«¿Recuerda el título?», preguntó Abrenuncio.
«Nunca lo supe», dijo Delaura. «y daría cualquier cosa por conocer el final».
Sin anunciárselo, el médico le puso enfrente un libro que él reconoció al primer golpe de vista. Era una antigua edición sevillana de Los cuatro libros del Amadís de Gaula. Delaura lo revisó, trémulo, y se dio cuenta de que estaba a punto de ser insalvable.
Al fin se atrevió:
«¿Sabe que éste es un libro prohibido?»
«Como las mejores novelas de estos siglos», dijo Abrenuncio. «Y en lugar de ellas ya no se imprimen sino tratados para hombres doctos. ¿Qué
leerían los pobres de hoy si no leyeran a escondidas
las novelas de caballería?»
«Hay otras», dijo Delaura. «Cien ejemplares de la edición príncipe del Quijote se leyeron aquí el mismo año en que fueron impresos».

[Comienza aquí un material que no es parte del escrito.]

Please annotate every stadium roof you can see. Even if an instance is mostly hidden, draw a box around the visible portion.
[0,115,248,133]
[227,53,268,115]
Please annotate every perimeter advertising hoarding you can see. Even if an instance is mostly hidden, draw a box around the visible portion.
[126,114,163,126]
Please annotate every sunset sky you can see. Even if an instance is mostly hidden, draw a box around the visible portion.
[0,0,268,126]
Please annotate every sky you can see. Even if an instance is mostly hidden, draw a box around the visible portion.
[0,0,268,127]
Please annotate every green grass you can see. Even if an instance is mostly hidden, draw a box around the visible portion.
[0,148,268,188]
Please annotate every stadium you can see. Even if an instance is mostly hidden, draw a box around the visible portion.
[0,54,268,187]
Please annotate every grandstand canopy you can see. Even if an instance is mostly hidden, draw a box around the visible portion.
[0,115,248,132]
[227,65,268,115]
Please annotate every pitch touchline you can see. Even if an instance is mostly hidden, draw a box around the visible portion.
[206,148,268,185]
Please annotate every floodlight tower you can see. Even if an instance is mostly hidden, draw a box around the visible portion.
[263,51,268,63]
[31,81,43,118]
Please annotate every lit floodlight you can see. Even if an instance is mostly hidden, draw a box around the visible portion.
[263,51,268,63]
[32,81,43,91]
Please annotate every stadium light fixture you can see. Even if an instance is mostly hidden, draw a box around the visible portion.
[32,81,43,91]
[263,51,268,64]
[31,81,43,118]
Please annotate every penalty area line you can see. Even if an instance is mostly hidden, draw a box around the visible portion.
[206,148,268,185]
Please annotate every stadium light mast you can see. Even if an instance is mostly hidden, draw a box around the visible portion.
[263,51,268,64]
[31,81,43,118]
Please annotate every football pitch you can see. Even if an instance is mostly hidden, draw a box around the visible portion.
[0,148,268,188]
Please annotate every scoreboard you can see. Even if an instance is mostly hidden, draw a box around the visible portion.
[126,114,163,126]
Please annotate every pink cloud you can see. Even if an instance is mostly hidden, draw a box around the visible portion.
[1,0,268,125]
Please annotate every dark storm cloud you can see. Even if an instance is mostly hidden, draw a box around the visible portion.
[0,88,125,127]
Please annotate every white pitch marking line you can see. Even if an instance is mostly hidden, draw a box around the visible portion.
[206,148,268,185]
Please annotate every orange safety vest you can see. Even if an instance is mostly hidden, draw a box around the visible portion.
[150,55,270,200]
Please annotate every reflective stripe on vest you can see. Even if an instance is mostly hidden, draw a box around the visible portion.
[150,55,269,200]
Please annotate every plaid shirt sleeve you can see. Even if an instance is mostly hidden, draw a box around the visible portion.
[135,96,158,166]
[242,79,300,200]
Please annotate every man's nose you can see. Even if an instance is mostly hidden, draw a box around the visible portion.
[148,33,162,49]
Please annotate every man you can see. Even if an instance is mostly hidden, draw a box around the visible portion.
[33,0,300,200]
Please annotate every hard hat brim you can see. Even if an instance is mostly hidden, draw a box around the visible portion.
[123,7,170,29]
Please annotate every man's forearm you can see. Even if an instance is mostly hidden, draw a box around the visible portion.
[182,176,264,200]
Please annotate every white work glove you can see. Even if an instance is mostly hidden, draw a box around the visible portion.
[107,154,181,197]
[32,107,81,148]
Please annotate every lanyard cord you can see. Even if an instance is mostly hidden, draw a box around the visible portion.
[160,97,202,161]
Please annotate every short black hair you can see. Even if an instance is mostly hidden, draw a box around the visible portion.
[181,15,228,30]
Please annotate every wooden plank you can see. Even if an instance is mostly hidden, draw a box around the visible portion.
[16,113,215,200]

«Se leyeron no», dijo Abrenuncio. «Pasaron por la aduana hacia los distintos reinos».
Delaura no le puso atención, porque había logrado identificar el precioso ejemplar del Amadís de Gaula.
«Este libro desapareció hace nueve años del capítulo secreto de nuestra biblioteca y nunca le hallamos el rastro», dijo.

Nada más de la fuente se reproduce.